Vielleicht ist das ja ein für Berlin gangbarer Weg. Mit freundlichen
Grüßen, Peter Millowitsch


gamay, thierry, schrieb am 18. Januar 2002 um 23:00:
Irrtum von herrn Millowitsch: der Louvre, das einstige
Königsschloss und heutige Supermuseum ist der mit dem Schlossplatz
und dem Stadtschloss in berlin vergleichbare Ort, nicht aber die
place de la bastille. Paris ist ohne den louvre nicht denkbar.
wirtschaftlichkeit sollte in einem land, das milliarden an
steuergeldern jährlich verschwendet nicht das hauptargument beim
städtebau sein. Im übrigen kann ich mir Köln ohne den Dom nicht
vorstellen. Der Dom ist die seele und das herz kölns. was würde Herr
millowitsch sagen, wenn der dom zerstört wäre? nicht mehr aufbauen,
weil zu teuer? Ein Glaskasten als ersatz für den Dom? NEE!
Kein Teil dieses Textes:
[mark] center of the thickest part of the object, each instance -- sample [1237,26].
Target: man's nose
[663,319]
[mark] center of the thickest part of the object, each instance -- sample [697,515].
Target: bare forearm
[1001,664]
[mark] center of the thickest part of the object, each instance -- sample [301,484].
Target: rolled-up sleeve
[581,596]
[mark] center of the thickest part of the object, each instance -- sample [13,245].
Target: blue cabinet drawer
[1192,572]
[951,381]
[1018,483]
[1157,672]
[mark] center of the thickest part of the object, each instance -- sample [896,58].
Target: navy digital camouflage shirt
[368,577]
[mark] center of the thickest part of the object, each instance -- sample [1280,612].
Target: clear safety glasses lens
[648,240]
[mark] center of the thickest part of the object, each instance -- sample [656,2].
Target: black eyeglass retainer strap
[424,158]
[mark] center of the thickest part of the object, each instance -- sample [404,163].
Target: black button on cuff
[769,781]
M. Hischer / 32, schrieb am 18. Januar 2002 um 23:00:
UNSINN! Der Wiederaufbau des Berliner Schlosses ist kein
Wiederaufbau, sondern ein vollkommener Neubau: Die Charta von
Venedig 1964, Internationale Charta über Konservierung und
Restaurierung von Denkmälern und Ensembles, regelt, was unter einem
Wiederaufbau zu verstehen ist. Sie fordert, daß lediglich das
Wiederzusammensetzen vorhandener Bestandteile mit minimalen neuen
Integrationselementen anzustreben ist, welche als solche jedoch
immer erkennbar bleiben müssen. Vom Berliner Schloss gibt es jedoch
keine größeren, alten Bestandteile. Warum ergreift man eigentlich
nicht die Chance, ein Zeichen für die moderne, deutsche Gesellschaft
zu setzen? Warum will man darüberhinaus die Geschichte ungeschehen
machen, das Rad zurückdrehen? Mich schaudert bei dem Gedanken, was
die Nachwelt von uns denken mag, wenn wir gewissermaßen ein Schloss,
das kein König mehr braucht, neu bauen, nur, weil an eben jener
Stelle einmal eines stand. Man versucht sogar, es historisch
aussehen zu lassen. Nicht auszudenken, wie unsere Städte heute
aussehen würden, wenn das schon immer so geschehen wäre... Seit 1900
lautet der Grundsatz der deutschen Denkmalpflege: "bewahren und
erhalten, aber nicht wiedererrichten"!


wagnerfranzirlbacherstr..2 94342 strasskirchen str schrieb am 18. Januar 2002 um 19:11:
habe grosses interesse an ihrem projekt.verfologe schon seit
jahren die disskussion.bitte um zusendung von weiteren
informationen.danke ihnen herzlich


., schrieb am 17. Januar 2002 um 11:47:
So schön und ehrwürdig sähe das Stadtschloss von der Allee unter
den Linden aus: Kein modernes Bauwerk könnte da mithalten!!! Leider
wird das Bild von dem albernen Engel ein wenig unschön (den Engel
muß man sich wegdenken!!!) Schaut mal rein!!
http://www.stadtschloss-berlin.de/koeppel.htm


, schrieb am 14. Januar 2002 um 7:37:
Für das "Untermuseum" im Louvre, wurde der Boden angehoben.Eine
interessante Art der Raumgewinnung. Eine Lösung die sich auf für den
Schlüterbau in Berlin anbieten würde. Insbesondere wenn man weiss,
dass bereits durch Erhöhung des Strassenniveaus das Gebäude
"förmlich in den Boden versunken ist".


, schrieb am 10. Januar 2002 um 9:24:
Architekten Ost-Berlins, der 50 er Jahre, wie der bekannte
Architekt Paulick zeigten, dass sie sich gut in die alte Baukunst
hineinfühlen konnten. Dies zeigt der nachempfundene Apollo-saal
Knobelsdorffs, in der wiederaufgebauten Staatsoper.


, schrieb am 7. Januar 2002 um 8:20:
Eine kulturelle Freilicht-Bühne als künstlerischer Höhepunkt
eines Gipfels könnte ein Argument für den Wirtschafts- standort
Berlin sein. Die Parallele zwischen Schlüters Innenhofu nd die der
Bühnenkulisse der klassischen Antike ist offensichtlich.